2e éval: Patrick 82% Quand tu n’as jamais assez de fruits dans ton whisky… Ou qu’en fait, tu n’aimes pas vraiment le whisky, mais que tu as un faible pour les vins fortifiés. Nez : Un parfum très doux, très sucré, très fruité. À l’aveugle, je croirais plutôt avoir affaire à du vrai vin fortifié, pas du whisky qui vieillit dans son fût. Bouche : Une barre de chocolat au lait aux fruits et au caramel avec une touche de chêne épicé. Finale : D’une longueur moyenne, remplie de (trop de) fruits mûrs

Martin 87.5%
Nez: Céréales, gruau et noisettes, particulier mais intrigant.
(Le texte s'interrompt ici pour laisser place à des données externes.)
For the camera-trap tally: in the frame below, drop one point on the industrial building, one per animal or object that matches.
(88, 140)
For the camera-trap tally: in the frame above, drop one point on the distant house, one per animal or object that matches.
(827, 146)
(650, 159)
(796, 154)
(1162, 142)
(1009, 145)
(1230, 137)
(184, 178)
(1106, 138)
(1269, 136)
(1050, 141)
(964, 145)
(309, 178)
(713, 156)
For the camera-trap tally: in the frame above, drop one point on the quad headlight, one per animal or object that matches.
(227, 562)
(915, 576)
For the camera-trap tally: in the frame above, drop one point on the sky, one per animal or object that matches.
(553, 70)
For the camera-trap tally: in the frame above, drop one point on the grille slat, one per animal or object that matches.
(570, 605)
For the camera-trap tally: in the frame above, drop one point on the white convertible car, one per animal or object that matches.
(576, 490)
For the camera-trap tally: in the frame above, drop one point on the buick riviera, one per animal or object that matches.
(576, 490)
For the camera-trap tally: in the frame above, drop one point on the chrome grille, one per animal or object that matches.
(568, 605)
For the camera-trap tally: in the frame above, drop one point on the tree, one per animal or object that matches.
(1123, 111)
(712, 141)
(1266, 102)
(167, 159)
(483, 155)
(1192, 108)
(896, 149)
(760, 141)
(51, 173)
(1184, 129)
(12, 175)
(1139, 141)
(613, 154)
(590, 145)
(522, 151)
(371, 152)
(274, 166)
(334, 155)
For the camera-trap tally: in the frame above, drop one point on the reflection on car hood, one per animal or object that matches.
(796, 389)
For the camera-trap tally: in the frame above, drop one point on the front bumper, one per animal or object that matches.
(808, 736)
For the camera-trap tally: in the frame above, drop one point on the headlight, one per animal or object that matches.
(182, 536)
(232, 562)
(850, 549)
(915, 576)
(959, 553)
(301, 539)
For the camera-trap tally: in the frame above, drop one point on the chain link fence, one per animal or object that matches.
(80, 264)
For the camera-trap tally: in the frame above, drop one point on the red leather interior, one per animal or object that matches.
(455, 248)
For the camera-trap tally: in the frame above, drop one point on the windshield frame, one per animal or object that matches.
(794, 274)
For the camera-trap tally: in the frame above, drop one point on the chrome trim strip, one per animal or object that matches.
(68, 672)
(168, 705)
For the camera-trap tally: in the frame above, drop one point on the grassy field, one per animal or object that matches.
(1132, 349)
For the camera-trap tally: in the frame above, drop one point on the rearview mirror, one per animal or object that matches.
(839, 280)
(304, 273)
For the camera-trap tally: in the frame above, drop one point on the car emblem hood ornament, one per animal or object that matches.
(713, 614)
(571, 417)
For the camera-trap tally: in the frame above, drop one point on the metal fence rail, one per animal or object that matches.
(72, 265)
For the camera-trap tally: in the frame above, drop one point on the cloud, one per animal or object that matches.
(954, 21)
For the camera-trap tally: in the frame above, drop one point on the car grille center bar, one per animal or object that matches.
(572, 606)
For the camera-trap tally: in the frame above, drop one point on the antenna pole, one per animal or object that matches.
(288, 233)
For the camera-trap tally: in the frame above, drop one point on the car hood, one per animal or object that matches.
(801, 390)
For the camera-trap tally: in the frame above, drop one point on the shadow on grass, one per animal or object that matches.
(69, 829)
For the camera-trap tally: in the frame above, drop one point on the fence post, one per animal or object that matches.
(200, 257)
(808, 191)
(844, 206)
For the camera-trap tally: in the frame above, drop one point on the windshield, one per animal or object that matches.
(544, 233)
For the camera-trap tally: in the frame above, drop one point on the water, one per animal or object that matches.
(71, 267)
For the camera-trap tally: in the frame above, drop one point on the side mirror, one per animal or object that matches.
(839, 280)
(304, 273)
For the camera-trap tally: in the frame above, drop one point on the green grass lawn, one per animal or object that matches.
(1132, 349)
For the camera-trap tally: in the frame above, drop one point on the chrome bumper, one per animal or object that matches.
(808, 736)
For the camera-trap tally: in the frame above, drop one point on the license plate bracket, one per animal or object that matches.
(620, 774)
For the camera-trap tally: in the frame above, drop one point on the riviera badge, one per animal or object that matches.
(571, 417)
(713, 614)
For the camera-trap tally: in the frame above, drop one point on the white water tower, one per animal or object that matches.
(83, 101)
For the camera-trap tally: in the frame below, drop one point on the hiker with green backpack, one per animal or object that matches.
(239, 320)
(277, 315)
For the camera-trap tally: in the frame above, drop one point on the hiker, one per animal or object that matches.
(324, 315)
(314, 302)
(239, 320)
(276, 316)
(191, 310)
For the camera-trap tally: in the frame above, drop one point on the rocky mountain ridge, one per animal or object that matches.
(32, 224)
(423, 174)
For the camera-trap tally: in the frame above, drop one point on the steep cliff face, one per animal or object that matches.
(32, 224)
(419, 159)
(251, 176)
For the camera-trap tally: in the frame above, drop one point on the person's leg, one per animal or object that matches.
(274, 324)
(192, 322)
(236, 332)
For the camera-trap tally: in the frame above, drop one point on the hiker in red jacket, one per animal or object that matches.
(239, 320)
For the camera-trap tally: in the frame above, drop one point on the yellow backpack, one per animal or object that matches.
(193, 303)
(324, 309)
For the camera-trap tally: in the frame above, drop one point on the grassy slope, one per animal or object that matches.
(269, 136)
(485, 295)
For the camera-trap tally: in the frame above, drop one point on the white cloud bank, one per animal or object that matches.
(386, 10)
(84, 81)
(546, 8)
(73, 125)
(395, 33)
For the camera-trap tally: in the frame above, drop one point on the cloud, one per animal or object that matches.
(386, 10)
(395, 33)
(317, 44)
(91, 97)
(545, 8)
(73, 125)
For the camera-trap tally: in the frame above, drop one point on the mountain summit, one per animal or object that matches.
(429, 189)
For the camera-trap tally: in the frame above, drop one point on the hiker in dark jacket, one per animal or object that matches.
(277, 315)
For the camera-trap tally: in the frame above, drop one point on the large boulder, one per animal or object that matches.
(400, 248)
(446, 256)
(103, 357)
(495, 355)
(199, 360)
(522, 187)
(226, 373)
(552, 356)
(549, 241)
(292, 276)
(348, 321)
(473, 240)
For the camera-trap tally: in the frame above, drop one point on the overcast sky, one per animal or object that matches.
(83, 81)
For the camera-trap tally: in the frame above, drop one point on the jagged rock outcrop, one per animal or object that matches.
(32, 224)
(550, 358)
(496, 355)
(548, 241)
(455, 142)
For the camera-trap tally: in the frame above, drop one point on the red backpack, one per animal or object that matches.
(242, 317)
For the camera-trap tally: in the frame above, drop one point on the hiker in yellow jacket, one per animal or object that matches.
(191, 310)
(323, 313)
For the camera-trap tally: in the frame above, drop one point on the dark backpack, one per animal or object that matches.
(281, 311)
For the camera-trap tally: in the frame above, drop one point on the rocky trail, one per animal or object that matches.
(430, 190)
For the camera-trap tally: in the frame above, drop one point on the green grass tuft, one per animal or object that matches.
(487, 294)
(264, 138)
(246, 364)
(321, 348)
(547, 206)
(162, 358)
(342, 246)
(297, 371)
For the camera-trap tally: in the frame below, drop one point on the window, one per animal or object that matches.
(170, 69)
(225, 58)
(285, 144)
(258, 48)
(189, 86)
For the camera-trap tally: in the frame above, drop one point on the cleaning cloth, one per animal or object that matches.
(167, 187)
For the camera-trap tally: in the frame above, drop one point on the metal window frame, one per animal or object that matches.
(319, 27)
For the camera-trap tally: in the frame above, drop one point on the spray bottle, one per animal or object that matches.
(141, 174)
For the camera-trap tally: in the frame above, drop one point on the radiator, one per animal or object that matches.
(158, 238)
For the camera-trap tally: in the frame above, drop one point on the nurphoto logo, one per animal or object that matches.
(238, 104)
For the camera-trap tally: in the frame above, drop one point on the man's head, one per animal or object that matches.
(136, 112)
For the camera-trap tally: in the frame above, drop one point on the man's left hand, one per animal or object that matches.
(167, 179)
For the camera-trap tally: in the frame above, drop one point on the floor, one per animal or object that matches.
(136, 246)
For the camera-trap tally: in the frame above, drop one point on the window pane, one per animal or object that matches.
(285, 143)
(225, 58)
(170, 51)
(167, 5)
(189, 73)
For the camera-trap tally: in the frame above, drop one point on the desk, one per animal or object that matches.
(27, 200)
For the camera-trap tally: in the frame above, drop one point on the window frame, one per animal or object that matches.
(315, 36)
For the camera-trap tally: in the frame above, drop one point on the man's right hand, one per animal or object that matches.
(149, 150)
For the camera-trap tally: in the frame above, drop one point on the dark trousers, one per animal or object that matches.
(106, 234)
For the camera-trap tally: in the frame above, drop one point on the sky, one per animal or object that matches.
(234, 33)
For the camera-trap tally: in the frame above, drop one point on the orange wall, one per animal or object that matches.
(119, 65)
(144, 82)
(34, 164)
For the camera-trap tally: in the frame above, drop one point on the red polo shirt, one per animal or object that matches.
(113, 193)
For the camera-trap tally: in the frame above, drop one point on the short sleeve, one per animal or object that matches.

Raisins secs, zeste d’orange et chocolat au lait. Pâte de fruits. Bouche: Les raisins en premier, avel miel et épices, muscade, clou de girofle, malt grillé, cuir tourbé. C’est agressif, mais c’est bon en même temps. Finale: Assez longue et chaude, reposée sur une planche de chêne qui flotte su une mer de raisins, de vin chaud, de poivre et de compote de pommes. Équilibre: Je ne sais quoi trop penser de cet embouteillage ma foi original. Influence marquée des fûts alliée à un spirit qui a réagi différemment. J’aime bien, tant que ce n’est pas à un prix de fou. De quoi impressionner la visite.

RV 82%
Que ceux qui ne jurent que par les scotches fortement maltés s’abstiennent. Tient vraiment du whisky de grain non tourbé, on est très loin du Clearach du même producteur. Autant au nez qu’en bouche, on parle céréales, avec une finale longue pour un whisky de 3 à 4 ans et somme toute une belle chaleur de grain à peine fumé mais c’est à peu près tout. On s’approche davantage des whiskies de grain et à la limite des bourbons, mais on est à des kilomètres d’un single malt traditionnel.